Background: Intravascular fibrin clots are resolved through the proteolytic action of plasmin acting at the interface of gel-phase substrate and fluid-borne enzyme. The classic Michaelis-Menten (MM) kinetic scheme cannot describe satisfactorily this heterogeneous-phase proteolysis, because it assumes homogeneous well-mixed conditions. A more suitable model for these spatial constraints, known as fractal kinetics, includes a time-dependence of the Michaelis constant Km = Km0.(1 + t)exp(hF), where hF is a fractal exponent of time, t. Furthermore, a realistic kinetic model should take into account sequestration of plasmin due to kringle binding to C-terminal lysines (CTL), newly exposed during fibrin degradation. Aim: The aim of the present study is to build up and experimentally validate a mathematical model that adequately describes the kinetics of plasmin-catalyzed fibrin dissolution and thus contributes to a better understanding of the factors that influence plasmin efficiency at the fluid-gel interface.

Method: Two modifications of the basic MM scheme were introduced: a term reducing the enzyme concentration through rapid equilibrium binding of plasmin to continuously increasing unproductive sites including an association constant Ka and a fractal exponent, hF resulting in apparent Km, which accounts for the time-dependent clustering of the enzyme. A broad range of biochemical (fibrin turbidimetry, densitometry of electrophoretic samples, amidolytic assay on synthetic plasmin substrate) and imaging (atomic force microscopy, AFM; confocal laser microscopy, CLM) techniques were applied to test the predictions of the fibrinolytic model. The power of the predictions was assessed using known modifiers of fibrinolysis; e-amino caproic acid (EACA) which blocks the kringle-dependent binding and carboxypeptidase B (CPB) which removes CTLs. The clustering of plasmin was evaluated with AFM using nanogold-labeled anti-plasmin antibodies in an experimental setup where plasmin was applied to a mica surface decorated with fibrinogen using microcontact printing and with CLM using fluorescent protein-fusion derivative of plasminogen.

Results: Using a range of fibrin and plasmin concentrations, variants of the kinetic model were fitted to the turbidimetric data for lysis of fibrin by plasmin applied to the surface of the clots.
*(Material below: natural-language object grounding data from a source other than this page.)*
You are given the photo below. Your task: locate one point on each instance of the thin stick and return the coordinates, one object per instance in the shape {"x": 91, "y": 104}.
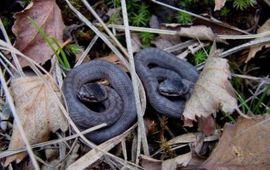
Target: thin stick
{"x": 33, "y": 65}
{"x": 175, "y": 32}
{"x": 134, "y": 80}
{"x": 18, "y": 121}
{"x": 86, "y": 51}
{"x": 217, "y": 22}
{"x": 12, "y": 152}
{"x": 246, "y": 45}
{"x": 15, "y": 58}
{"x": 105, "y": 27}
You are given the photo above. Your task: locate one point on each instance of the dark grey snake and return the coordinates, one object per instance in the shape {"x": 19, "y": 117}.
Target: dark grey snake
{"x": 121, "y": 111}
{"x": 152, "y": 58}
{"x": 152, "y": 65}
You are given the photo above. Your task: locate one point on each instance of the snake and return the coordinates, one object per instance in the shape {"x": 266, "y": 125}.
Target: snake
{"x": 162, "y": 74}
{"x": 151, "y": 64}
{"x": 120, "y": 109}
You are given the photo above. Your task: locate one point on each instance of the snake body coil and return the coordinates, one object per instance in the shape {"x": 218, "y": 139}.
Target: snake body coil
{"x": 152, "y": 59}
{"x": 121, "y": 111}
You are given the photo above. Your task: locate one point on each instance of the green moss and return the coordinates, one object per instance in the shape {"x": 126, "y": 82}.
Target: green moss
{"x": 146, "y": 38}
{"x": 224, "y": 12}
{"x": 183, "y": 18}
{"x": 199, "y": 57}
{"x": 243, "y": 4}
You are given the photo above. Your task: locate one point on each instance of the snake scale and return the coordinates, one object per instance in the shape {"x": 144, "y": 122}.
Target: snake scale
{"x": 120, "y": 111}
A global fit to 32 time-course curves with 90 measured points each yielded four model parameters with optimal values Km0 = 1.5 µM, hF = 0.25, Ka = 1.3 µM^-1 and k_cat = 32.4 min^-1. Addition of 1 mM EACA or 8 U/mL CPB increased the lysis rate, which could be satisfactorily explained with unchanged Km0 and k_cat model parameters accompanied by a decrease in hF to 0.031 and in to 0.001 µM^-1 in line with the interpretation of these parameters as measures of spatial clustering (hF) and sequestration of enzyme molecules in solution (Ka). This concept gained further support from imaging techniques. AFM images revealed significant changes in plasmin distribution on the patterned fibrinogen surface: the ratio of surface occupied by plasmin/intact substrate area decreased by 25% over a 5-min interval in line with the time-dependent clustering of fluorescent plasminogen in CLM.

Conclusion: These data, from multi-faceted, complementary approaches, support a mechanism for time-dependent loss of plasmin activity resulting from spatial redistribution in this heterogeneous system. Thus, plasmin-CTL binding retards lysis, opposing the stimulatory effect of CTLs in plasminogen activation.